Ce dernier, l’allure presque comique d’un pélican gavé de nourriture, le débit de parole très particulier de celui qui subit en permanence une douleur hémorroïdale, campa le personnage du grand visiteur du soir, influent par sa grande proximité, motivé sans doute par son tout aussi grand désir de sous-traiter sa revanche. Depuis que l’affaire de Karachi s’est installée comme un grand scandale d’Etat au cœur de l’actualité française, c’est cette relation et cette proximité et de complicité fut le principal moteur de l’accusation à charge. La défense de Nicolas Sarkozy est connue. De «la fable» dédaigneuse jusqu’à son désir d’ouvrir le voile sur les dossiers dits compromettants, il est passé presque d’un extrême à l’autre. Quant à Edouard Balladur, il a toujours eu cet air étonné de savoir qu’on puisse penser que lui, le grand serviteur de l’Etat était capable d’une manœuvre aussi basse et aussi dangereuse.

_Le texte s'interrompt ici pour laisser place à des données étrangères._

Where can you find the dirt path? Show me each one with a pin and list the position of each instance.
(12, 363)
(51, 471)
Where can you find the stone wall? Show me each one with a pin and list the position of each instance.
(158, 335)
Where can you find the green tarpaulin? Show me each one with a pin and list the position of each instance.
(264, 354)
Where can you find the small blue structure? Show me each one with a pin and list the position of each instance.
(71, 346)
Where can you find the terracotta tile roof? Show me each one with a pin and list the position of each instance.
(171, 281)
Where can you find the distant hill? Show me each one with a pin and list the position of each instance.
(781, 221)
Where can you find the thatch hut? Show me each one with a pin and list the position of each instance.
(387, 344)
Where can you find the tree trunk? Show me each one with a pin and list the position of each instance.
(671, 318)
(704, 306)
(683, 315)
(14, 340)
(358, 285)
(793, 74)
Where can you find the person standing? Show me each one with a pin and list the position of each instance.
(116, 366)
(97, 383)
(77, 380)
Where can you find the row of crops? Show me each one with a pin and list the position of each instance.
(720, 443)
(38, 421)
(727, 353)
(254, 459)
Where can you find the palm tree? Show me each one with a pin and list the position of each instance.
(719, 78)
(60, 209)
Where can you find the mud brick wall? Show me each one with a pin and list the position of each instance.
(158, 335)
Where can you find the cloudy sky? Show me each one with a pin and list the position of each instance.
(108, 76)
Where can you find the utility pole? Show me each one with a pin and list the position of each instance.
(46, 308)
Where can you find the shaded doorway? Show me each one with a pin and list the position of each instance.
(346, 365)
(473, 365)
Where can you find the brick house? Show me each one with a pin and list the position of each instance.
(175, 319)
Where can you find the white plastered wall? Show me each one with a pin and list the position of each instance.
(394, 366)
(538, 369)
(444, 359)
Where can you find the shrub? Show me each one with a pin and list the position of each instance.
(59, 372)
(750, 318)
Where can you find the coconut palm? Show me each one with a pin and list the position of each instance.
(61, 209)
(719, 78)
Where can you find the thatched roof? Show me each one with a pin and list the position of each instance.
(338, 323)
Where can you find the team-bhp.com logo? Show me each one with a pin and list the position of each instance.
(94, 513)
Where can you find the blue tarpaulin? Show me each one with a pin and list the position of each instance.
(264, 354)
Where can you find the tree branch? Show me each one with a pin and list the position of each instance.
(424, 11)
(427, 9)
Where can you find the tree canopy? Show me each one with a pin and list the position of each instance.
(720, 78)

L’arrêt des rétro commissions était-il à l’origine de l’assassinat des Français de Karachi, Edouard Balladur donne sa version en audition : «On a du mal à s’expliquer qu’un motif de cet ordre puisse entraîner, six ans après, en 2002 et par mesure de rétorsion, l’assassinat de onze Français (…) Je n’ai jamais été informé de l’octroi de commissions (…) Je n’avais pas à l’être car ce n’était pas des sujets qui étaient traités à Matignon». Dans sa défense, Edouard Balladur avance que ses comptes de campagne ont été validés par le Conseil constitutionnel qui n’avait rien trouvé à redire. Les dernières confidences de Roland Dumas, alors président du Conseil constitutionnel, selon lesquelles il fallait valider ses comptes sous peine de remettre en cause la validité de l’élection présidentielle de Jacques Chirac dont les comptes n’n’étaient pas d’une grande rectitude, conserve à cette affaire tout son mystère et donc son attractivité.